Ocular burn treatment
Most patients with moderate to severe limbal stem cell deficiency (LSCD) due to corneal burns experienced reduced ocular symptoms for up to 10 years after treatment with an implant
Most patients with moderate to severe limbal stem cell deficiency (LSCD) due to corneal burns experienced reduced ocular symptoms for up to 10 years after treatment with an implant containing limbal stem cells donated and expanded from their fellow eyes, Paolo Rama MD told the 7th EuCornea Congress in Copenhagen, Denmark.
The majority of patients without stromal scarring or who underwent keratoplasty after implantation also achieved clinically significant improvements in visual acuity (VA).
The patients, most of whom had failed previous surgical interventions, were treated with Holoclar® (Chiesi Farmaceutici, Italy), a transparent, circular, fibrin sheet containing autologous human corneal epithelial stem cells, said Dr Rama, of San Raffaele Scientific Institute, Milan, Italy.
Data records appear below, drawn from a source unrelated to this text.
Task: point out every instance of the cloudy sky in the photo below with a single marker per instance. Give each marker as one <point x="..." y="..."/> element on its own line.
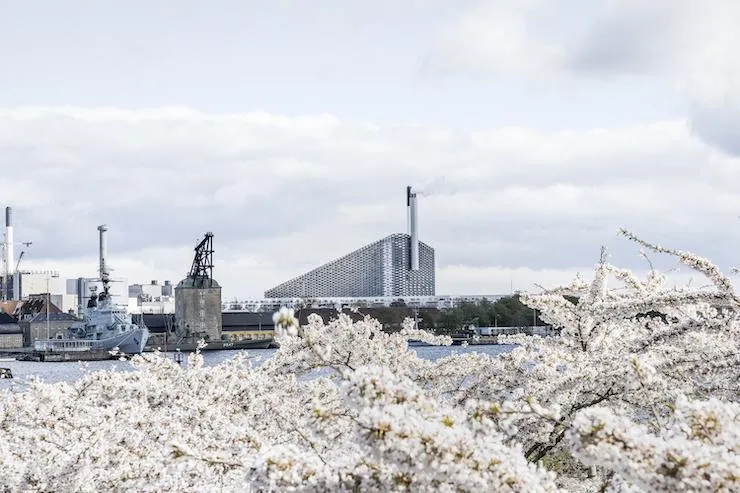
<point x="536" y="128"/>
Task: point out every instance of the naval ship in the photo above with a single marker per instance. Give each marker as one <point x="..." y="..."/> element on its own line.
<point x="104" y="326"/>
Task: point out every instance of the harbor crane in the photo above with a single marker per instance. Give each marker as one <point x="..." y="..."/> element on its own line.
<point x="5" y="291"/>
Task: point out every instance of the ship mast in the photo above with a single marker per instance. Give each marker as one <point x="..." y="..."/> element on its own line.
<point x="103" y="253"/>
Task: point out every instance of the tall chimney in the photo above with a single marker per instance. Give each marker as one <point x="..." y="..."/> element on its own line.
<point x="9" y="264"/>
<point x="413" y="229"/>
<point x="103" y="251"/>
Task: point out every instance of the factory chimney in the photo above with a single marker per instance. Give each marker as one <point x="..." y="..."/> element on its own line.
<point x="103" y="251"/>
<point x="413" y="228"/>
<point x="9" y="266"/>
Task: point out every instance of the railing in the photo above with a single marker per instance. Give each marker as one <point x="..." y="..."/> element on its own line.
<point x="65" y="345"/>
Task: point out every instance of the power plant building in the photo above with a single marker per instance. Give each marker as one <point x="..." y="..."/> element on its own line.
<point x="397" y="265"/>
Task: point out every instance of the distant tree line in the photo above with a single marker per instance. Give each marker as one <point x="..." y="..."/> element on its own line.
<point x="504" y="312"/>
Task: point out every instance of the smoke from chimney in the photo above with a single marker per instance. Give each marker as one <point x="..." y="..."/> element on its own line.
<point x="413" y="228"/>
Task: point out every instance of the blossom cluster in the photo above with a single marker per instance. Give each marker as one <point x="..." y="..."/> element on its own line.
<point x="639" y="392"/>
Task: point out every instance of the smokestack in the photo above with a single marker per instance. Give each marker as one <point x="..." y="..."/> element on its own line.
<point x="103" y="251"/>
<point x="413" y="228"/>
<point x="9" y="260"/>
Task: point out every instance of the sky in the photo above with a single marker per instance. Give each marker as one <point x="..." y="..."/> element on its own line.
<point x="533" y="131"/>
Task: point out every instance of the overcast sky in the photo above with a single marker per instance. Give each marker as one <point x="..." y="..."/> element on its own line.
<point x="291" y="128"/>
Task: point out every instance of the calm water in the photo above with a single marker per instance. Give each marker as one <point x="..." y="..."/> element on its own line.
<point x="56" y="372"/>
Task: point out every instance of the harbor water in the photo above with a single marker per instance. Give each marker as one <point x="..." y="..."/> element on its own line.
<point x="70" y="371"/>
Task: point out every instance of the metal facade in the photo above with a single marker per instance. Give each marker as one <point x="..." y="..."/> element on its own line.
<point x="377" y="269"/>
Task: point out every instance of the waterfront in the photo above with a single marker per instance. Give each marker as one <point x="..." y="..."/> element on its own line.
<point x="70" y="371"/>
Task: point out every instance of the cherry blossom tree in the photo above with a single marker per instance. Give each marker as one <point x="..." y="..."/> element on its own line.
<point x="639" y="392"/>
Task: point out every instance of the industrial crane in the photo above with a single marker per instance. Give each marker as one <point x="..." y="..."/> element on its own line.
<point x="5" y="291"/>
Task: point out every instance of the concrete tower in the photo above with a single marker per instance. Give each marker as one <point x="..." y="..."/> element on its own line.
<point x="413" y="228"/>
<point x="198" y="297"/>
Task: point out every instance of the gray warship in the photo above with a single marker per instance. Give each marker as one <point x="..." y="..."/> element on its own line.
<point x="104" y="326"/>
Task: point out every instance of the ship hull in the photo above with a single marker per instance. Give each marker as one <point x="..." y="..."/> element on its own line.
<point x="129" y="342"/>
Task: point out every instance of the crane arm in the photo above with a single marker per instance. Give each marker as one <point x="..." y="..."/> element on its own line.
<point x="17" y="264"/>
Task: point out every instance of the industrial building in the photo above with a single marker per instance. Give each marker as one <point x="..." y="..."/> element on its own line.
<point x="395" y="266"/>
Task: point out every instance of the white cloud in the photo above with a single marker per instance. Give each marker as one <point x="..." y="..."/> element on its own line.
<point x="687" y="48"/>
<point x="285" y="194"/>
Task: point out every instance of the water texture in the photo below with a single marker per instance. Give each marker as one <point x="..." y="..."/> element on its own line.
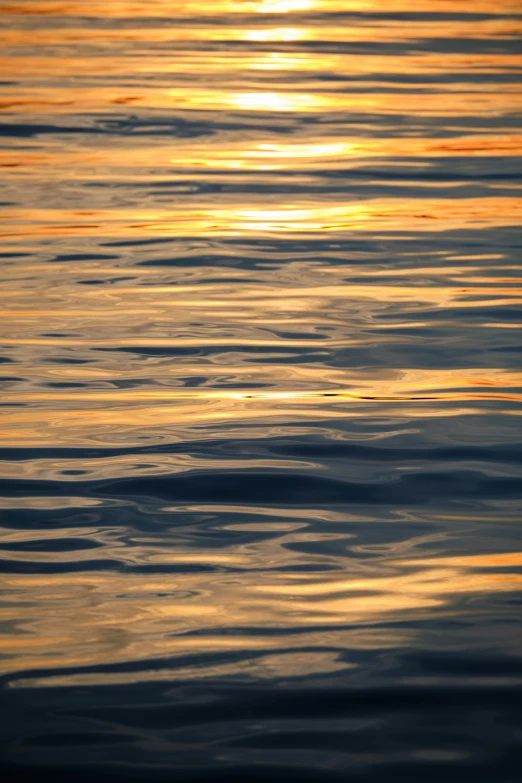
<point x="260" y="456"/>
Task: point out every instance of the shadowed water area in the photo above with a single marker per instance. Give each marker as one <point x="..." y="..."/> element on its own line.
<point x="260" y="455"/>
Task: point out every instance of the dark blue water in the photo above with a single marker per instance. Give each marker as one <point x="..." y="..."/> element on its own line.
<point x="260" y="442"/>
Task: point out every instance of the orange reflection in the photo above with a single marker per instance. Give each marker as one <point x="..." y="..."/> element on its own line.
<point x="89" y="619"/>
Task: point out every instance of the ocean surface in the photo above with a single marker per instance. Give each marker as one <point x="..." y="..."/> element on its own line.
<point x="260" y="419"/>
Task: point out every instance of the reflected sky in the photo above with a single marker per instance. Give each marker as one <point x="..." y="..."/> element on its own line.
<point x="259" y="362"/>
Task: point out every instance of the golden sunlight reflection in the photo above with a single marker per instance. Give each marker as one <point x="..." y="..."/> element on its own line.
<point x="81" y="621"/>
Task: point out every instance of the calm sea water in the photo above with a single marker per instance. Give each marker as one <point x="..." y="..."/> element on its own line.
<point x="260" y="465"/>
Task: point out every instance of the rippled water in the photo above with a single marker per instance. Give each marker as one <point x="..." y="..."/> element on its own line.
<point x="260" y="433"/>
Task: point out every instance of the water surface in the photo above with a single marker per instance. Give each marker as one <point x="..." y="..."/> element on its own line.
<point x="260" y="464"/>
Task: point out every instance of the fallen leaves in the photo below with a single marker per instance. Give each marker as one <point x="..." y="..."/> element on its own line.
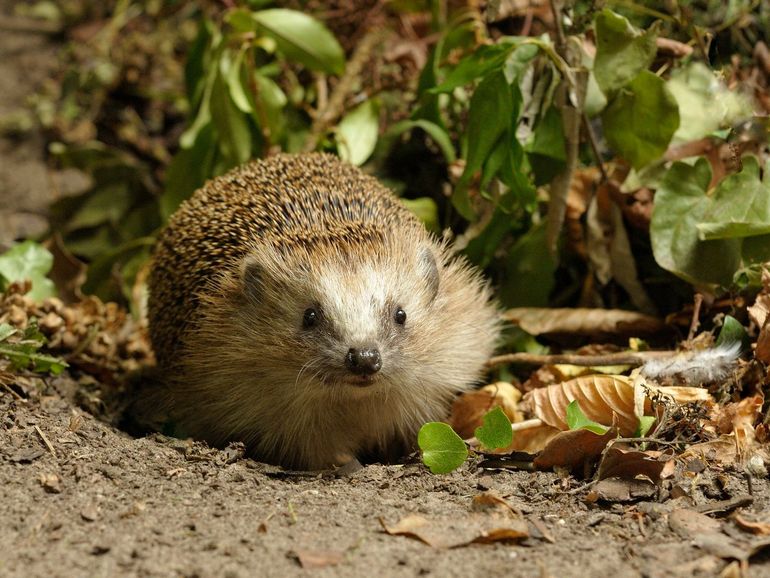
<point x="491" y="519"/>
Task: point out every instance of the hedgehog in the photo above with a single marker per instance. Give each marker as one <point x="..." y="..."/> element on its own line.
<point x="297" y="306"/>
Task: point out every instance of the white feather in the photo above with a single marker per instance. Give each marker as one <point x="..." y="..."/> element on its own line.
<point x="705" y="366"/>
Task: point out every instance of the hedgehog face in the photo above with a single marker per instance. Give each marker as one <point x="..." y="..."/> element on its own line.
<point x="351" y="316"/>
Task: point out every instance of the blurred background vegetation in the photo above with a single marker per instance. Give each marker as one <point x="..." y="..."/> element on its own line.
<point x="597" y="154"/>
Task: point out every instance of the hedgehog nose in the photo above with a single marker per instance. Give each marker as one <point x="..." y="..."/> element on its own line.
<point x="363" y="361"/>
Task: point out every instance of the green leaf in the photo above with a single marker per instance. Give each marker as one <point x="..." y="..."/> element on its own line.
<point x="234" y="75"/>
<point x="576" y="419"/>
<point x="479" y="63"/>
<point x="203" y="116"/>
<point x="358" y="131"/>
<point x="107" y="204"/>
<point x="269" y="106"/>
<point x="645" y="423"/>
<point x="442" y="449"/>
<point x="705" y="103"/>
<point x="495" y="431"/>
<point x="195" y="66"/>
<point x="28" y="260"/>
<point x="231" y="125"/>
<point x="187" y="171"/>
<point x="529" y="271"/>
<point x="490" y="116"/>
<point x="6" y="331"/>
<point x="741" y="206"/>
<point x="438" y="134"/>
<point x="622" y="51"/>
<point x="733" y="332"/>
<point x="23" y="352"/>
<point x="426" y="210"/>
<point x="640" y="121"/>
<point x="302" y="38"/>
<point x="680" y="203"/>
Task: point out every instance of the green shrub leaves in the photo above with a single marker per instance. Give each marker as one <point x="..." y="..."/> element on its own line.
<point x="442" y="449"/>
<point x="28" y="261"/>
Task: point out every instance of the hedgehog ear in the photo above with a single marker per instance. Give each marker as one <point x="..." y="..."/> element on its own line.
<point x="429" y="268"/>
<point x="253" y="276"/>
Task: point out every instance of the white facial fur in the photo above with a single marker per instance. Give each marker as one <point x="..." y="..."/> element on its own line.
<point x="284" y="388"/>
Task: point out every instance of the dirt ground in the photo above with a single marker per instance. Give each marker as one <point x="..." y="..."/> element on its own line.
<point x="79" y="497"/>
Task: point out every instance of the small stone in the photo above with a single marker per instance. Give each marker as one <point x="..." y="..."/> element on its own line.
<point x="51" y="482"/>
<point x="90" y="512"/>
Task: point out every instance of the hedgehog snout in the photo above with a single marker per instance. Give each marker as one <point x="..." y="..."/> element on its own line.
<point x="366" y="361"/>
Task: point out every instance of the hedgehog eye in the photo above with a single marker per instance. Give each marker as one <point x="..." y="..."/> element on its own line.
<point x="310" y="318"/>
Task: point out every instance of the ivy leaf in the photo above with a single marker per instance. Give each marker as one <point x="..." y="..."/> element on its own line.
<point x="479" y="63"/>
<point x="489" y="117"/>
<point x="357" y="133"/>
<point x="529" y="271"/>
<point x="28" y="260"/>
<point x="6" y="330"/>
<point x="733" y="332"/>
<point x="576" y="419"/>
<point x="232" y="70"/>
<point x="705" y="103"/>
<point x="187" y="171"/>
<point x="680" y="203"/>
<point x="640" y="121"/>
<point x="495" y="432"/>
<point x="645" y="423"/>
<point x="231" y="125"/>
<point x="442" y="449"/>
<point x="622" y="51"/>
<point x="741" y="206"/>
<point x="438" y="134"/>
<point x="426" y="210"/>
<point x="23" y="352"/>
<point x="302" y="38"/>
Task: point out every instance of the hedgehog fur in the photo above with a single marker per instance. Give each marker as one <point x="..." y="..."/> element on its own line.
<point x="251" y="256"/>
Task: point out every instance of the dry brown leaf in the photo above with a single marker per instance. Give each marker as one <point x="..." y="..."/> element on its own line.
<point x="582" y="321"/>
<point x="617" y="490"/>
<point x="605" y="399"/>
<point x="722" y="450"/>
<point x="621" y="461"/>
<point x="458" y="532"/>
<point x="755" y="527"/>
<point x="318" y="558"/>
<point x="532" y="440"/>
<point x="573" y="450"/>
<point x="688" y="523"/>
<point x="469" y="409"/>
<point x="491" y="501"/>
<point x="741" y="414"/>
The long-term outcome study examined 95 patients, 22 female and 73 male, followed from one to 10 years after implantation, with a median 2.8 years. Best corrected visual acuity (BCVA) was 20/200 or less in 92.2%, with 38 at finger counting and 35 at hand movement. Overall, 40% had one or more ocular symptom, including pain, burning or photophobia. Nearly 90% had failed at least one previous surgery and 40% had failed keratoplasty.
The treatment consists of harvesting a small quantity of donor cells, about 1-2mm2, from patients’ fellow eyes. These are sent to a lab where they are expanded in the fibrin media, and sent back for implant. In some cases, the treatment is sufficient to restore sight in the absence of deep corneal stroma damage. Combined with corneal transplants it can restore a normal cornea for previously incurable deep corneal burns. It is the only EMA-approved medicinal product for treating LSCD due to ocular burns.
The primary endpoint in Dr Rama’s study was a stable corneal epithelium without significant recurrence of corneal neovascularisation at one year after the last treatment. Secondary efficacy endpoints were relief of ocular symptoms and improvement in BCVA.
At their last visit, 72 patients (or nearly 76%) were judged successful based on the presence of mild or no superficial corneal neovascularisation, and trace or no epithelial defects, Dr Rama reported. The percentage of patients reporting ocular symptoms also dropped to 11.6% from 40%, a decrease of 71%.
Among 40 patients who had keratoplasty after the implant, 87.5% gained more than three Snellen lines of VA, Dr Rama said. Of 13 patients without stromal scarring, 69% gained three or more lines, while 44.6% of those with stromal scarring had similar vision gains. Median time from implant to keratoplasty was 3.4 years.
Of 157 patients treated with the implant in three retrospective studies, 43 (or 18.5%) were treated for at least one adverse drug reaction, with three of these considered serious, Dr Rama said. Conjunctival haemorrhage was the most common adverse reaction, seen in 4.5% of cases, followed by corneal epithelium defect in 3.2%, eye pain, eye haemorrhage and blepharitis in 2.6% each, and glaucoma in 1.9%. The three serious adverse events were vasovagal syncope, ulcerative keratitis and corneal perforation.
“Holoclar was well-tolerated, with the main adverse events limited to the eye and mostly reflecting events associated with the surgical procedure or loss of efficacy,” Dr Rama said. It is a viable treatment for the permanent restoration of LSCD following ocular burns, demonstrating success at up to 10 years, he concluded.